4 D&H Ch3b - Multiple Regression: “Sport Skill”
Compiled: October 15, 2025
Darlington & Hayes, Chapter 3’s second example
# install.packages("remotes")
# remotes::install_github("sarbearschwartz/apaSupp") # 9/17/2025
library(tidyverse)   
library(flextable)
library(apaSupp)       # not on CRAN, get from GitHub (above) 
library(GGally)    
library(ggpubr)  
library(interactions) 
library(effectsize)
library(performance)
library(ggResidpanel)4.1 PURPOSE
4.1.2 Data Description
4.1.2.1 Variables
Independent Variables (IV, \(X\))
* soft skill at softball
* basket skill at basketball
Dependent Variable (DV, \(Y\))
* pref On a scale from 1 to 9, which sport do you prefer?”
+ 1 = much prefer softball
+ 5 = no preference
+ 9 = much prefer basketball
df_sport <- tibble::tribble(~id, ~soft, ~basket, ~pref,
                            1,   4, 17, 1,
                            2,  56, 60, 3,
                            3,  25,  3, 8,
                            4,  50, 52, 4,
                            5,   5, 16, 2,
                            6,  72, 84, 2,
                            7, 100, 95, 5,
                            8,  39, 20, 8,
                            9,  81, 75, 5,
                            10,  61, 47, 7)df_sport %>% 
  dplyr::select("ID" = id,
                "Softball Skill" = soft,
                "Basketball Skill" = basket,
                "Preference Score" = pref) %>% 
  flextable::flextable() %>% 
  apaSupp::theme_apa(caption = "D&H TAble 3.5 (pg 78) Skill at Softball, Basketball, and Preference") %>% 
  flextable::colformat_double(digits = 0)ID  | Softball Skill  | Basketball Skill  | Preference Score  | 
|---|---|---|---|
1  | 4  | 17  | 1  | 
2  | 56  | 60  | 3  | 
3  | 25  | 3  | 8  | 
4  | 50  | 52  | 4  | 
5  | 5  | 16  | 2  | 
6  | 72  | 84  | 2  | 
7  | 100  | 95  | 5  | 
8  | 39  | 20  | 8  | 
9  | 81  | 75  | 5  | 
10  | 61  | 47  | 7  | 
4.2 EXPLORATORY DATA ANALYSIS
4.2.1 Univariate Statistics
Center: mean and median Spread: standard deviation, range (max - min), interquartile range (Q3 - Q1)
df_sport %>% 
  dplyr::select("Softball Skill" = soft,
                "Basketball Skill" = basket,
                "Preference Score" = pref) %>%
  apaSupp::tab_desc(caption = "Summary Statistics")NA  | M  | SD  | min  | Q1  | Mdn  | Q3  | max  | |
|---|---|---|---|---|---|---|---|---|
Softball Skill  | 0  | 49.30  | 31.59  | 4.00  | 28.50  | 53.00  | 69.25  | 100.00  | 
Basketball Skill  | 0  | 46.90  | 31.93  | 3.00  | 17.75  | 49.50  | 71.25  | 95.00  | 
Preference Score  | 0  | 4.50  | 2.55  | 1.00  | 2.25  | 4.50  | 6.50  | 8.00  | 
Note.
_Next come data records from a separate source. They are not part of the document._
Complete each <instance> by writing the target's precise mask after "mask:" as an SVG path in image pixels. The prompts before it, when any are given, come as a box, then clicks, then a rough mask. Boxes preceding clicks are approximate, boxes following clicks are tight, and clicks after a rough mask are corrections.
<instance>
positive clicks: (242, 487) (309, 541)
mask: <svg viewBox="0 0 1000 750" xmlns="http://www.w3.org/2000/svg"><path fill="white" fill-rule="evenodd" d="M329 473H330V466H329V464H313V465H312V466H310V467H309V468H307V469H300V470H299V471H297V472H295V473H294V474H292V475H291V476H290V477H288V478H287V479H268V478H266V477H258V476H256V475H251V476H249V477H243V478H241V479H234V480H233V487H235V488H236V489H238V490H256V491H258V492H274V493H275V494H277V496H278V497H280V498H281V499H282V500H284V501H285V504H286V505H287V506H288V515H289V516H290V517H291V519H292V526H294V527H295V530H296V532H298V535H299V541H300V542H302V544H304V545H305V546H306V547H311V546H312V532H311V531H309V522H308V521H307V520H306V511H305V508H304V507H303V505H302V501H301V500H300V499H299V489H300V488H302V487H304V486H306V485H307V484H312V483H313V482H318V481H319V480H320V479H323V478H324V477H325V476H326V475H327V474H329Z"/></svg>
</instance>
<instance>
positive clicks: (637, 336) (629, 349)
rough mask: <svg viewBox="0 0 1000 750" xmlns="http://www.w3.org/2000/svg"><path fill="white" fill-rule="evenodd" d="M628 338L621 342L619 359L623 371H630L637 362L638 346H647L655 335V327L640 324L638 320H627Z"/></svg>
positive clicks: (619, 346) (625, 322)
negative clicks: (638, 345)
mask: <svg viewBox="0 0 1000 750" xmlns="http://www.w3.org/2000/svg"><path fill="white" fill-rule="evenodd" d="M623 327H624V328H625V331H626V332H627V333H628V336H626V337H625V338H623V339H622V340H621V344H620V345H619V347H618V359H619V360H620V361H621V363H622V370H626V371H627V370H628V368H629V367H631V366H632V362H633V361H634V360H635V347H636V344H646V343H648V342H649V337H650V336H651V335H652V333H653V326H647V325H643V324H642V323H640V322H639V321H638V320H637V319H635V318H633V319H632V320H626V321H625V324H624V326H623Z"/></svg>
N = 10. NA = not available or missing; Mdn = median; Q1 = 25th percentile; Q3 = 75th percentile.  | ||||||||
4.2.3 Bivariate Statistics
df_sport %>% 
  dplyr::select("Softball Skill" = soft,
                "Basketball Skill" = basket,
                "Preference Score" = pref) %>%
  apaSupp::tab_cor(caption = "Unadjusted, Pairwise Correlations")Variable Pair  | r  | p  | |
|---|---|---|---|
Softball Skill  | Basketball Skill  | .920  | < .001***  | 
Softball Skill  | Preference Score  | .210  | .562  | 
Basketball Skill  | Preference Score  | -.190  | .590  | 
Note. N = 10. r = Pearson's Product-Moment correlation coefficient.  | |||
* p < .05. ** p < .01. *** p < .001.  | |||
4.2.4 Bivariate Visualization
df_sport %>% 
  dplyr::select("Softball Skill" = soft,
                "Basketball Skill" = basket,
                "Preference Score" = pref) %>%
  data.frame %>% 
  GGally::ggscatmat() +
  theme_bw()
df_sport %>% 
  ggplot(aes(x = soft,        
             y = pref)) +   
  geom_point() +                    
  geom_smooth(method = "lm",
              formula = y ~ x) +
  ggpubr::stat_regline_equation(label.x = 75,
                                label.y = 1,
                                size = 6) +
  theme_bw() +
  labs(x = "Softball Skill",
       y = "Preference")
df_sport %>% 
  ggplot(aes(x = basket,        
             y = pref)) +   
  geom_point() +                    
  geom_smooth(method = "lm",
              formula = y ~ x) +
  ggpubr::stat_regline_equation(label.x = 75,
                                label.y = 1,
                                size = 6) +
  theme_bw() +
  labs(x = "Basketball Skill",
       y = "Preference")
4.3 REGRESSION ANALYSIS
- The dependent variable (DV) is preference (\(Y\))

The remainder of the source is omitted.